The only point where I think we might loose too much flexibility with Smeulf's concept is this: The focused player not only receives player control commands. It is also the player which provides the data for the "Currently Playing" screen. And it is the player of the playlist which is currently being edited. So in Smeulf's concept, imagine you're watching a football game noiseless and you want to listen to music in the secondary player, which could be a quite common scenario. To add music to the music playlist, you would need to have the music player in fullscreen all the time while you're browsing through your ML. I think that is neither acceptable nor is it what we want to achieve with our player-picture-in-the-background. We WANT the user to be able to always see the player in the background which is most interesting. And in my example scenario, you have two different interests: The visual interest is on the football player while the control focus must be on the audio player...
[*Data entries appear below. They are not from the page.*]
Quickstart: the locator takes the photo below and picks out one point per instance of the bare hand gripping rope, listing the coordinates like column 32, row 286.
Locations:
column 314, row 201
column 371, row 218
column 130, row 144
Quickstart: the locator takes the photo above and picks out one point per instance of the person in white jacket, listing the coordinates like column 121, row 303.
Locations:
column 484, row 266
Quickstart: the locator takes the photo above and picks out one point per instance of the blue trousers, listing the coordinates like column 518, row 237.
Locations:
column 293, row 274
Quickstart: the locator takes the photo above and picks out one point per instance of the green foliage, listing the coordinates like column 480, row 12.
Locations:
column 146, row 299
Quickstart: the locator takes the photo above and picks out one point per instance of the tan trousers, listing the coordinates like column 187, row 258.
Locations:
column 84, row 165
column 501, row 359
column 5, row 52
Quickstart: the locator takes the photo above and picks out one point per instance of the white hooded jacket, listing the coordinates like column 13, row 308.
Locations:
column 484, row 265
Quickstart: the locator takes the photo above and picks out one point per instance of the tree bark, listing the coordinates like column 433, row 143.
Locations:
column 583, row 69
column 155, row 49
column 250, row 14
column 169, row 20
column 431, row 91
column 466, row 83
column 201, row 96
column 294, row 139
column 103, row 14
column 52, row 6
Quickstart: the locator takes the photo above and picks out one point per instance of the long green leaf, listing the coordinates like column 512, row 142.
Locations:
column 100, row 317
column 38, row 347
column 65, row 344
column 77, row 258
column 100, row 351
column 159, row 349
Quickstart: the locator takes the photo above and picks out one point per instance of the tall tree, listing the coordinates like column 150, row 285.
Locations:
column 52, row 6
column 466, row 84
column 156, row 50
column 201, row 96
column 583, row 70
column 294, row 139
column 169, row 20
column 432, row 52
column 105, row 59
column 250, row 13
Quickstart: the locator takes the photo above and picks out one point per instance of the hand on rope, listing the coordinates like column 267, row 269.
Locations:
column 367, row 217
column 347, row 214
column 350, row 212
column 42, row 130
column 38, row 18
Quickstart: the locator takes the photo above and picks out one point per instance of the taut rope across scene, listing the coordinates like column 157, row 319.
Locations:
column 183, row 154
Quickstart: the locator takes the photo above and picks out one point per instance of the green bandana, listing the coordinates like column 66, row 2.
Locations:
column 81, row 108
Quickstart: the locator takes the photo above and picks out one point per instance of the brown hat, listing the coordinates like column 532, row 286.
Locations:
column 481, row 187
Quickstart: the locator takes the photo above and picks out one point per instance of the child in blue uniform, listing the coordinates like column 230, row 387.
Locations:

In my concept, you keep a way to focus any player handly... It's "just" a kind priority for the next focus player. If a player is fullscreen then it gains the focus, this don't means the other player needs to be fullscreen to be focused by hand... But if a new player is started fullscreen or if the player become fullscreen from PIP, then it's auto-focused, and you have to switch or manually focus the PIP player to gain control on it. I hope I'm more clear this way.
To add the music, just focus the music player could be suffisient right ?
User option is also a good way, I agree FreakyJ.
Cheers.
France